Mi sarebbe piaciuto portare in Floridiana i miei figli, ma il vento della vita mi ha trascinata altrove. Così, dieci anni fa, durante un fine settimana a Napoli, mentre aspettavo che la mia amica insieme alla quale ero venuta finisse una lunga seduta dal parrucchiere, mi sono incamminata per il Vomero. Era ora di pranzo, volevo mangiare qualcosa passeggiando visto che era una magnifica giornata di Settembre, non troppo calda, limpida e soleggiata. La mia bussola interna mi ha portata in Piazza Fuga, davanti alla mitica Friggitoria Vomero dove nel corso degli anni della mia giovinezza ho lasciato parecchi spiccioli e gran parte del mio fegato. Senza esitare sono entrata e ho comprato un cartoccio, un “cuoppo” per dirla alla napoletana, di zeppole e panzarotti (pasta cresciuta fritta e crocché di patate per i non partenopei) e senza esitazioni mi sono diretta in Floridiana.
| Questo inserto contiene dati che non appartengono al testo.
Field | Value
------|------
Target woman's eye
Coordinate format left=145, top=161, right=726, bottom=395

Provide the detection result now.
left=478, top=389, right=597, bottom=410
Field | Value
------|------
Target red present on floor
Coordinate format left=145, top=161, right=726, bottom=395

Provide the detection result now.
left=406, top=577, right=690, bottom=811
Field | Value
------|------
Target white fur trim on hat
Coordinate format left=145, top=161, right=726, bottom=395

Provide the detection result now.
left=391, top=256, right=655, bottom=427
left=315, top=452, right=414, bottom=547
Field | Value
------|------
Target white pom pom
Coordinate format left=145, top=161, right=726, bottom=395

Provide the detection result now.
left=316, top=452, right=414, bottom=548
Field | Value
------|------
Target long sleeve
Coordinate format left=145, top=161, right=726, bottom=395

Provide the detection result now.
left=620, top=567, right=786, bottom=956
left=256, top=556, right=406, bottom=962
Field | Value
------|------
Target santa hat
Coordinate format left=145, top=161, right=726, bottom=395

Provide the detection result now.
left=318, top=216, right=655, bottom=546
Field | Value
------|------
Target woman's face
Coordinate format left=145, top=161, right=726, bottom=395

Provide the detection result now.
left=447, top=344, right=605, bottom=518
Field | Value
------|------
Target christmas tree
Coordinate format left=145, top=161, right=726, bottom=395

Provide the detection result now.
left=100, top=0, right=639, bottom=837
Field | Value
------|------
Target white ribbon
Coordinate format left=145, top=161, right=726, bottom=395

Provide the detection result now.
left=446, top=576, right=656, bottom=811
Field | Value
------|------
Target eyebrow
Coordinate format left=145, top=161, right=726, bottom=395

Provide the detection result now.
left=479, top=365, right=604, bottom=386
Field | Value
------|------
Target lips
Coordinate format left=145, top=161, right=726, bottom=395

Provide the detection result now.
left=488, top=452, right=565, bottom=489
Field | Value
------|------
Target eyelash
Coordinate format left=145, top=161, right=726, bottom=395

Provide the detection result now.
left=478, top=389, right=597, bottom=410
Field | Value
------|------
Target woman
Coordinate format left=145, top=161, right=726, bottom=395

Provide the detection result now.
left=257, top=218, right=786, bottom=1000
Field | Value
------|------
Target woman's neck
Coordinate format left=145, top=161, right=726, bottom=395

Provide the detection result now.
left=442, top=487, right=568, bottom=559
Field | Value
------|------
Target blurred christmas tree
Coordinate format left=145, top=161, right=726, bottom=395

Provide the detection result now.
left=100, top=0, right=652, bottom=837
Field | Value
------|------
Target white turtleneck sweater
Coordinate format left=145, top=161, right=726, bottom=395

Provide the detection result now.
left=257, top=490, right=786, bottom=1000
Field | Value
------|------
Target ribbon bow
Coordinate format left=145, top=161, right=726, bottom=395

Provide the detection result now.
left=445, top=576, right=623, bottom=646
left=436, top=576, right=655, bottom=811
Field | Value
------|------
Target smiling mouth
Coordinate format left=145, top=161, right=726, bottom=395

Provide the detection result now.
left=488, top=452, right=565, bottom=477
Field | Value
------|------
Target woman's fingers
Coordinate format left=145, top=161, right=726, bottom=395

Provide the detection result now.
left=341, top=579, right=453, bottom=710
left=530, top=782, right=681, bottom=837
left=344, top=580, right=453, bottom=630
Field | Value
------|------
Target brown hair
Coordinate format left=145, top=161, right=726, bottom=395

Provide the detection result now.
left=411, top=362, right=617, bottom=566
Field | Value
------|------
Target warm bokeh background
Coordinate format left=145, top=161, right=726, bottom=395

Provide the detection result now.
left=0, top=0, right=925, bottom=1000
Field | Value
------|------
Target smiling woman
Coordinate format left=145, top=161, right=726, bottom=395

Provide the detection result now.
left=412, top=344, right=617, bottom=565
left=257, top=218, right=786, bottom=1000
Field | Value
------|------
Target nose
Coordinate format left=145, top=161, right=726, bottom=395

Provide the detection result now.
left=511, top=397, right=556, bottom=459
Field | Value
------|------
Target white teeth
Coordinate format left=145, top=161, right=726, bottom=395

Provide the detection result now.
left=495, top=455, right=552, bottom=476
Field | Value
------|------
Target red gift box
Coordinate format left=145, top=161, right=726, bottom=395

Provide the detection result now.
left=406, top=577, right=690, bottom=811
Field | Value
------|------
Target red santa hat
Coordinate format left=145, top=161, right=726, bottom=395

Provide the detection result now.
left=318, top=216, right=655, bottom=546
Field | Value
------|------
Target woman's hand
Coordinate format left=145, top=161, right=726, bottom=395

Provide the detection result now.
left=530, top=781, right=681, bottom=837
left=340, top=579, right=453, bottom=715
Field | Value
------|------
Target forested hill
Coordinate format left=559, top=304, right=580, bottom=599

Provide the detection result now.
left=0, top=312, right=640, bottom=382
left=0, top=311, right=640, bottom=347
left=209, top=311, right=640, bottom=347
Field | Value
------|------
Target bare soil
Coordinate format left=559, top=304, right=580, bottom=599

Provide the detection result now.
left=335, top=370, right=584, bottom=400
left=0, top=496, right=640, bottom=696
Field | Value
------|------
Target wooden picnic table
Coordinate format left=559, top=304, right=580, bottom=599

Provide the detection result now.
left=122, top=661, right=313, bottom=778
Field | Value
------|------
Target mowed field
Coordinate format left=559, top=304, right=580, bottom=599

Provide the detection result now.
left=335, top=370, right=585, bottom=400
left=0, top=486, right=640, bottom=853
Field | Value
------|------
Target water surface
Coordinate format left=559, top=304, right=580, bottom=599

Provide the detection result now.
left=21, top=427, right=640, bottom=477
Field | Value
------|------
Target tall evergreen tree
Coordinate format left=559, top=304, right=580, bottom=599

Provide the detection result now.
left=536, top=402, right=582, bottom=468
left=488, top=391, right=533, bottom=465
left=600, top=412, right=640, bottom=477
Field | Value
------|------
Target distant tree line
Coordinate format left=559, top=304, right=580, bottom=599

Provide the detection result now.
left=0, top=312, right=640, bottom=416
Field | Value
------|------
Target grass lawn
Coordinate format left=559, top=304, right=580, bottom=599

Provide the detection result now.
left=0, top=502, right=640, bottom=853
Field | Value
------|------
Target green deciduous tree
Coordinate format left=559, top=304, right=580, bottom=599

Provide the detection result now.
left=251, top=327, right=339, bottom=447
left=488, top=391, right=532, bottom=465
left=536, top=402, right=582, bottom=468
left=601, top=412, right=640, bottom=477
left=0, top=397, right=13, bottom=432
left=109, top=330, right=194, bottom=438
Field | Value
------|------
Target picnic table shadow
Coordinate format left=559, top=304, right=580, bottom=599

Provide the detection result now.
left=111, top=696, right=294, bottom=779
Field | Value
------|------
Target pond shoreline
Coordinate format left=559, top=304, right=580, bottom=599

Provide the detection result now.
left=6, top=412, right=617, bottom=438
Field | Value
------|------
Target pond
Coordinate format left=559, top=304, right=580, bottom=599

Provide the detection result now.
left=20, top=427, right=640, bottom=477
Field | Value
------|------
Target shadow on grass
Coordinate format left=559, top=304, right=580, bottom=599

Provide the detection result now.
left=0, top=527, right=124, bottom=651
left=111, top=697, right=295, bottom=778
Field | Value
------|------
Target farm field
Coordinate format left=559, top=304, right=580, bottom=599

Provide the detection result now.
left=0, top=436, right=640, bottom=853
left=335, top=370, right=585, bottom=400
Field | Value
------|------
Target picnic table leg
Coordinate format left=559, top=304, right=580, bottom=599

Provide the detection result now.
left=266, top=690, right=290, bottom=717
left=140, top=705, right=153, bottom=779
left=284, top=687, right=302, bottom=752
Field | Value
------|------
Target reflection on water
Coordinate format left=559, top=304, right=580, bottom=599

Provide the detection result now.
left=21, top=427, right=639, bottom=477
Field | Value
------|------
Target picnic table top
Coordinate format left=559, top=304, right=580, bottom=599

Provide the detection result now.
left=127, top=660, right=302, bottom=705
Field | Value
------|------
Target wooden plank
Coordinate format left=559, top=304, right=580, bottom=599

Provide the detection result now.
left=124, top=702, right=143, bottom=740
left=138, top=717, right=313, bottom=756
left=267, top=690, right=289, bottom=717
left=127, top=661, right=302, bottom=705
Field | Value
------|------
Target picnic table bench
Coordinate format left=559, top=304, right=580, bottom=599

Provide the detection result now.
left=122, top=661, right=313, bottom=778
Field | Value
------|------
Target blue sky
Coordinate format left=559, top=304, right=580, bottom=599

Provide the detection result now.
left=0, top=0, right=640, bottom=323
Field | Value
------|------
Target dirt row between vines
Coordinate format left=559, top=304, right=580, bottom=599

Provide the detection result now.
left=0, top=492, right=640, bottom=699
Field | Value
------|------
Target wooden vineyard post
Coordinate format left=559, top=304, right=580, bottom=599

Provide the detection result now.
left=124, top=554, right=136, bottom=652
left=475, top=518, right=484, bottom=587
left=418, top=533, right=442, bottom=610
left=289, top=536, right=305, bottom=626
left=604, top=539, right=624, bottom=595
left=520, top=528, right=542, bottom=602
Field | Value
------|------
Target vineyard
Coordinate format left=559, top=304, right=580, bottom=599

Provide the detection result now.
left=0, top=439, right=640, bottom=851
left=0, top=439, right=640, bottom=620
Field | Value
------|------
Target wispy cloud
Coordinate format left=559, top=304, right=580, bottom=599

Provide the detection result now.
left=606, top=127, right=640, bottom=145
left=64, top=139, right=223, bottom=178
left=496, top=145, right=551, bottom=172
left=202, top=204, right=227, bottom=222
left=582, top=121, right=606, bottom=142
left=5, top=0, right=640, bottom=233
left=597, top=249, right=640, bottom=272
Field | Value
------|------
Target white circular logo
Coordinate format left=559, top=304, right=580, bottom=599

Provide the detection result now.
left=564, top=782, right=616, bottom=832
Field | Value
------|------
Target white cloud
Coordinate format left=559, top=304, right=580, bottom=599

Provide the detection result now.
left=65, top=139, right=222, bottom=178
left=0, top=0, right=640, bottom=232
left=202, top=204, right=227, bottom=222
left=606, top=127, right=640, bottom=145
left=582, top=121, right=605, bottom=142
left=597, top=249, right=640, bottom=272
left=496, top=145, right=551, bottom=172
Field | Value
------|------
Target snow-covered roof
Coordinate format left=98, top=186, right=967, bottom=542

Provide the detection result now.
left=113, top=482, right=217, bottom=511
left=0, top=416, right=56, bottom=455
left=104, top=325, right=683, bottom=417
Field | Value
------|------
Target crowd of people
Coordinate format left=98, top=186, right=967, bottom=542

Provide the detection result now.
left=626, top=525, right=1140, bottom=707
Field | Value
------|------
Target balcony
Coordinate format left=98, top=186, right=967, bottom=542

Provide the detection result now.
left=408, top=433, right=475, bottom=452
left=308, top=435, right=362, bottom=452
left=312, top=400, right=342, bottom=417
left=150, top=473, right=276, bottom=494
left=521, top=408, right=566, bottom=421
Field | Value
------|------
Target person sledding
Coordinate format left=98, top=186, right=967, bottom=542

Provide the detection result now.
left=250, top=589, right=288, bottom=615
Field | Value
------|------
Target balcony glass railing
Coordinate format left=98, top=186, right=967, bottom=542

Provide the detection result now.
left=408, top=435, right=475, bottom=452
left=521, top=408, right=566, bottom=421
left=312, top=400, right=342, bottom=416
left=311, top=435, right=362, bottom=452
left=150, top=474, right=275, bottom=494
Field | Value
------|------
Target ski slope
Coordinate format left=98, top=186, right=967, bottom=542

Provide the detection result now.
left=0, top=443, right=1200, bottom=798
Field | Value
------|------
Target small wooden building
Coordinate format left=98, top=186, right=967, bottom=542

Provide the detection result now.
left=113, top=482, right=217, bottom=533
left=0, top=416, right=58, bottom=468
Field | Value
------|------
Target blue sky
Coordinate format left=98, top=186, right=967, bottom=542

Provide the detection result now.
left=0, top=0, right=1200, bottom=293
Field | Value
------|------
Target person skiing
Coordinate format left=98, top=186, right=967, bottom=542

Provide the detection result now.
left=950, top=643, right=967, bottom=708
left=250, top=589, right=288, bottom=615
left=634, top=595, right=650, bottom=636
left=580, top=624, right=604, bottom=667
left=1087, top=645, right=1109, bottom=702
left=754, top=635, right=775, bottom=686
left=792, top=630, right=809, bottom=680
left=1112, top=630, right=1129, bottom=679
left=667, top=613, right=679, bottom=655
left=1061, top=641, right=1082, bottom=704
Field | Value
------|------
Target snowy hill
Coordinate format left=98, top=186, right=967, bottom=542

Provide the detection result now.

Ho attraversato i viali protetta dalle fronde degli alberi tra i cui rami sono ancora custoditi pensieri, ricordi, segreti. Ho ascoltato i rumori, i versi, gli scricchiolii e risentito voci, risate, ho aspirato profumi conosciuti e sempre nuovi, ritrovato itinerari, in un continuo flash back che mi ha emozionato. Sono scesa verso il belvedere, mi sono fermata su un muretto vista mare e ho consumato il mio pranzo con gran piacere. Il sapore del cibo accompagnato dai ricordi, dalla vista del mare, da quel sentirmi a casa, come sempre mi sento quando torno a Napoli, mi hanno fatto sentire in pace con me stessa e con il mondo. E se il tempo si fosse fermato in quell’istante ne sarei stata felice. Sono rimasta sul muretto a godermi il panorama, l’atmosfera, le sensazioni e i ricordi, sentendomi parte di quel posto, legata inscindibilmente al tempo trascorso tra quei viali.
Poi, lentamente, mi sono diretta all’uscita, cercando di portare con me negli occhi e nel cuore quell’aria che sapeva di mare e di buono per attingervi quando fossi stata lontana.